Several sets of rules are often in use in US courtrooms. Not all players speak all the social dialects in use, and not all players make use of the same discourse patterns in reporting narrative incidents. As early as 1978, researchers were pointing out some of the courtroom implications of the fact that the speaking styles of individuals are closely related to socio-demographic factors, that different styles influence listeners’ impressions of speakers, and that even subtle variations in courtroom speaking styles can influence jurors’ reactions to testimony as well as to the language of attorneys and judges (Conley, O’Barr, and Lind 1978). Since then, there has been much research on the effects of powerful versus powerless language, male versus female patterns, and so on.
Attention must be paid to such differences in ordinary language use by those who seek to improve adequate comprehension of instructions by jurors, usually laypeople with no legal training and hence with little or no knowledge about the semantics, syntax, and adequacy requirements of legal language.
I have in the past, using examples from Judge Inman (see above), suggested that narrative examples can assist in explaining to jurors difficult concepts such as proximate cause.

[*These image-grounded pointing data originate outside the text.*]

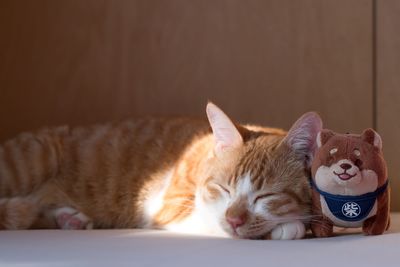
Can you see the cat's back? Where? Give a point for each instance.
(104, 167)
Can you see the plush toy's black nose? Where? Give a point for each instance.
(345, 166)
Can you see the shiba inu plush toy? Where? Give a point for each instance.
(350, 183)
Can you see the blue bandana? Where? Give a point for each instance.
(351, 208)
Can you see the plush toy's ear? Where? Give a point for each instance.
(226, 135)
(303, 134)
(324, 136)
(372, 137)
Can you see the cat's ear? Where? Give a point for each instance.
(302, 137)
(226, 135)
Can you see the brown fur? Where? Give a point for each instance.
(109, 171)
(371, 158)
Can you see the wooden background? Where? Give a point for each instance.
(263, 61)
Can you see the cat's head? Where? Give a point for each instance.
(258, 177)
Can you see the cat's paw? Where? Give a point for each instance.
(288, 231)
(70, 219)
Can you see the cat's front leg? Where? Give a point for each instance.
(288, 231)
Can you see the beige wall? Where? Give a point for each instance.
(79, 62)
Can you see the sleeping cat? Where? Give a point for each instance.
(176, 174)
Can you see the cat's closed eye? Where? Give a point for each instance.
(263, 196)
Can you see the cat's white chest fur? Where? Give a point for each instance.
(201, 221)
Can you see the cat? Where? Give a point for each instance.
(184, 175)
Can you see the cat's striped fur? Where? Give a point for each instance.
(176, 174)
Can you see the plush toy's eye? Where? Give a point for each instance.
(333, 151)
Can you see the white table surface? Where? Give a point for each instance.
(159, 248)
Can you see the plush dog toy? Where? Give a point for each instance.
(350, 183)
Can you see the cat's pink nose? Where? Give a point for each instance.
(236, 222)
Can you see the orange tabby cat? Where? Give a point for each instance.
(176, 174)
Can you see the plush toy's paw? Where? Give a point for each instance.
(372, 226)
(70, 219)
(287, 231)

Such examples can be helpful to jurors in that they provide real-world situations. I now suggest that they can also be helpful because of their brief departure from the usually very formal style of jury instructions. They provide narratives with which many jurors will, I think, find it easy to identify, because of the specifics of the narratives but also because storytelling is a very natural discourse technique for many lay jurors. I conclude with the following example, discussed at length in Dumas (2000) with respect to its help in providing real-world situations.
Some of these legal concepts or principles can be difficult for laypersons to understand. I hope this example will illustrate for you a practical example of proximate cause: It is negligence for a driver to drive a car that has bald, or slick, tires. If that automobile with bald tires slams into the rear of a car because the driver could not stop due to a combination of slick tires and wet pavement, then the negligence of the driver in driving with bald tires would be a proximate cause of the accident.

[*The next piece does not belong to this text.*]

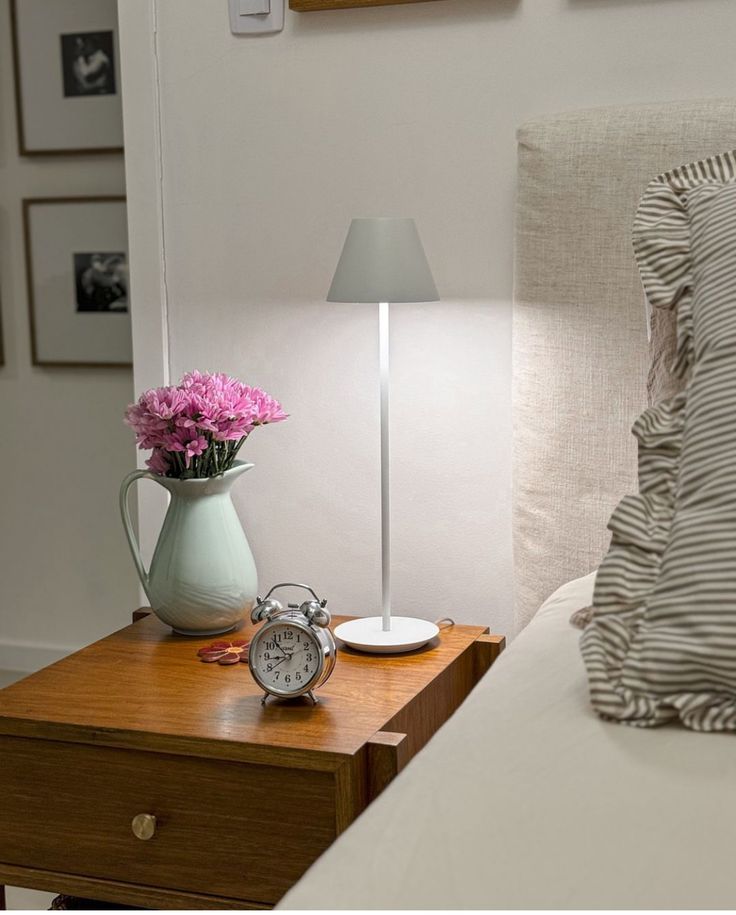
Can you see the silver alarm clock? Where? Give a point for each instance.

It is possible for a person to be negligent without that negligence being a proximate cause of the accident. If the driver of that car with bald tires is stopped for a red light and is struck in the rear by another car, obviously the bald tires had nothing to do with the accident. In other words, the driver’s negligence in driving a car with bald tires was not a proximate cause of that accident.
To find a party to be “at fault,” you must find that party was negligent and that the negligence was a proximate cause of the injury or damage for which a claim was made. You must then determine the percentage of fault of each party whom you have determined is at fault.